Last year, a leak spilled the beans on Amazon’s ambitious plans to overhaul its virtual assistant, Alexa, under the codename “Remarkable Alexa” or “Project Banyan.” This new version of Alexa was touted to not only generate AI-crafted news summaries but also assist users in managing a host of tasks through AI.
While the initial buzz narrowed down its launch to October 2024 with an anticipated $10 monthly subscription, Amazon hasn’t quite followed through. Various reports have hinted that Amazon might have pushed the launch further, possibly extended to this year, but the wait is stretching on for the release of this AI-powered tool.
The Financial Times reports that Amazon is facing “several technical hurdles,” not least of which are hallucinations—errors that are, at present, hindering the broad release of the updated Alexa.

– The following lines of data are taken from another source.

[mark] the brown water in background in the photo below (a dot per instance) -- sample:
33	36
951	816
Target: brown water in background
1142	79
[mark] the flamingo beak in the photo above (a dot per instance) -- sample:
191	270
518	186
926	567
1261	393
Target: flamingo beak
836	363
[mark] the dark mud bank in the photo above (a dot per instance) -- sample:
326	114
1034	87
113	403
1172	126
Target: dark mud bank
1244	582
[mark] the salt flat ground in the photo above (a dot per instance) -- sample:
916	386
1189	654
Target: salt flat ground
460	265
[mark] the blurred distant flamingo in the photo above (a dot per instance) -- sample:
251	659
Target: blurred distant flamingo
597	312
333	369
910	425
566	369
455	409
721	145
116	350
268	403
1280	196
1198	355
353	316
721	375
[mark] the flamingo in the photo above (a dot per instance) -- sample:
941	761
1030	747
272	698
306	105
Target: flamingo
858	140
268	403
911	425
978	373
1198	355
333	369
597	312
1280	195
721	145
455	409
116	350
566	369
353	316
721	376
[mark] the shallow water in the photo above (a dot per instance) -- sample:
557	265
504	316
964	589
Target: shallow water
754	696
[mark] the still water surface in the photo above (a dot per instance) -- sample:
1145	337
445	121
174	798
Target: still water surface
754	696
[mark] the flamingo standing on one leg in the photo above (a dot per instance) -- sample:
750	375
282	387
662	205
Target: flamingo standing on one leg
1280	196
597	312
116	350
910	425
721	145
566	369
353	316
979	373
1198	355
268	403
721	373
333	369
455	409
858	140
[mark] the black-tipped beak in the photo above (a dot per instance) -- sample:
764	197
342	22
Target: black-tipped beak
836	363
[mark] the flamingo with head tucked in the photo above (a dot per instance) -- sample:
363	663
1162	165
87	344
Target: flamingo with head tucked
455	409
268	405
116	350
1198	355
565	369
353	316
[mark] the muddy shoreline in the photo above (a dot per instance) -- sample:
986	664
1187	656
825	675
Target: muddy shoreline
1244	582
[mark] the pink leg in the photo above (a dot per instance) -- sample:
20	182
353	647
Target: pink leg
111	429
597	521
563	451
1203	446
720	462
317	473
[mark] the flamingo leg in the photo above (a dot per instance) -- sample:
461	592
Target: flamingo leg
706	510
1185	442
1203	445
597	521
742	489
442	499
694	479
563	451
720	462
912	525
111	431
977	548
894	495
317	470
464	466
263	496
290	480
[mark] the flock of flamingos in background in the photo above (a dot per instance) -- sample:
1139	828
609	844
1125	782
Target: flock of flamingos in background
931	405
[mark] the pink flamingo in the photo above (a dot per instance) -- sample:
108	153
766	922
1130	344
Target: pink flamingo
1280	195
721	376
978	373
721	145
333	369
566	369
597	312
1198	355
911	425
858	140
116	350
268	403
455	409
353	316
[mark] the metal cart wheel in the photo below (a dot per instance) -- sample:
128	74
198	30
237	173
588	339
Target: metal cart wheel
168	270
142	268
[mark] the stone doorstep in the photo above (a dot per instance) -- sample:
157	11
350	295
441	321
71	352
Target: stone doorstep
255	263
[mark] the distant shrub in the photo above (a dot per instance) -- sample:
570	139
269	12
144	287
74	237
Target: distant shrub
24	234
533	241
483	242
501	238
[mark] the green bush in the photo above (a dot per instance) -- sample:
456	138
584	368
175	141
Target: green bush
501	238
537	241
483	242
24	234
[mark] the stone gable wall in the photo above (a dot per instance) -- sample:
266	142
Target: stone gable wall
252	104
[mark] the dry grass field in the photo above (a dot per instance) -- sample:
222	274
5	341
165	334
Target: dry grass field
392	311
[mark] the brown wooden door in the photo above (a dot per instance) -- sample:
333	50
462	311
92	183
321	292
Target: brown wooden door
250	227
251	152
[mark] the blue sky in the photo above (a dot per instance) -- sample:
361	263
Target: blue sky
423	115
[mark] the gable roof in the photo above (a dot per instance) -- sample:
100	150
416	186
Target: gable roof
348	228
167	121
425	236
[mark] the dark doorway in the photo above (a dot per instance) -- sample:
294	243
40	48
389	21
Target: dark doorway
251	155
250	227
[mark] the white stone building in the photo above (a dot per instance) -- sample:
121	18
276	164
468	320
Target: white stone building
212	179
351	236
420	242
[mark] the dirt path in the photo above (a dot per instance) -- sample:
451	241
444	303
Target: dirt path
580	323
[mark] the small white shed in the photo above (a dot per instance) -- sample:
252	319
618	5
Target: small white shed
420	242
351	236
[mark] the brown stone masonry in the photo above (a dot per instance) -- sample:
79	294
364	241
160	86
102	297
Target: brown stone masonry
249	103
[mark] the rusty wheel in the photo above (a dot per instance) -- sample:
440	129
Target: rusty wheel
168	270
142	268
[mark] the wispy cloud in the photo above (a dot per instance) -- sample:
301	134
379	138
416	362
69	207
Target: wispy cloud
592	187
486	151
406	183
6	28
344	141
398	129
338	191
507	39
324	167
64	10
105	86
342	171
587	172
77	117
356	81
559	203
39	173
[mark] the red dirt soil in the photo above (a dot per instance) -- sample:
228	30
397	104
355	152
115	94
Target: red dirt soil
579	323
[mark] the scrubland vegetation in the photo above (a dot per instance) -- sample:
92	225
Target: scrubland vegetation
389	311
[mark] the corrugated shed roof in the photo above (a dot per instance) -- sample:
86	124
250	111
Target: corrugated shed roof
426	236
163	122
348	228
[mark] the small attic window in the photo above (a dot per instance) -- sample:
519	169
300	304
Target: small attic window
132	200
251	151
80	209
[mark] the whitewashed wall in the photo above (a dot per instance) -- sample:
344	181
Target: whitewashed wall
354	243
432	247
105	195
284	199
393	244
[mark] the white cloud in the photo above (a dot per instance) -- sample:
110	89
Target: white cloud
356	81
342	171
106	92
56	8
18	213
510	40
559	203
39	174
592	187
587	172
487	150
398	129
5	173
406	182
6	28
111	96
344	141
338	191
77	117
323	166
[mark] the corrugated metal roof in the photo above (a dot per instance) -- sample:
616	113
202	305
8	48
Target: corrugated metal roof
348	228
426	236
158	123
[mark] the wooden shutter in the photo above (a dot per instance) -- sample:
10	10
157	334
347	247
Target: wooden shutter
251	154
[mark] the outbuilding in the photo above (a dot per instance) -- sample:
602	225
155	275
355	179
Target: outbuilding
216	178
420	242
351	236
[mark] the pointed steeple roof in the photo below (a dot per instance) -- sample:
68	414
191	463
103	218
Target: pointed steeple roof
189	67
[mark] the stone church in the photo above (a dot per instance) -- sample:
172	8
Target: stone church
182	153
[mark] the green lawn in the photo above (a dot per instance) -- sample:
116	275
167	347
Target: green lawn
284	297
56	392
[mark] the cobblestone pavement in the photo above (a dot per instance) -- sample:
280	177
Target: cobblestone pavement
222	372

This echoes the early days of Bing Chat Copilot and ChatGPT when both Microsoft and OpenAI found themselves under scrutiny due to their AI tools producing incorrect or misleading responses. At the time, Microsoft had to take significant steps, such as imposing character limits, to curb these inaccuracies.
In a conversation with The Financial Times, Rohit Prasad, Amazon’s AGI lead, stressed the importance of minimizing these hallucinations to nearly zero. He attributed the delay in launching to the high usage of the sophisticated tool throughout the day, which, in turn, increases its likelihood of generating false information.
Prasad acknowledges that AI hallucination is a critical concern that affects the industry’s progress. However, he assures that Amazon is diligently working to fix this problem. Alongside tackling hallucination issues, the company is also looking to ramp up Alexa’s response speed to ensure a seamless user experience.
The task, Prasad points out, is a monumental one:
“Sometimes we underestimate just how many services are built into Alexa, and it’s quite a substantial number. These apps receive billions of weekly requests, so executing reliable actions at speed… it requires doing so in a very cost-effective manner.”
Meanwhile, despite the widespread adoption of Alexa-enabled smart devices in millions of homes, Amazon isn’t exactly cashing in on this market. An internal document from last year revealed that the company lost over $25 billion in its device business between 2017 and 2021, losses spanning across Echo devices and other products like Kindles, Fire TV Sticks, and video doorbells.
Amazon CEO Andy Jassy toyed with the idea of introducing a paid tier for Alexa last year, but the engineers working on the project were skeptical. They weren’t convinced that this would be sufficient to salvage Amazon’s struggling device business.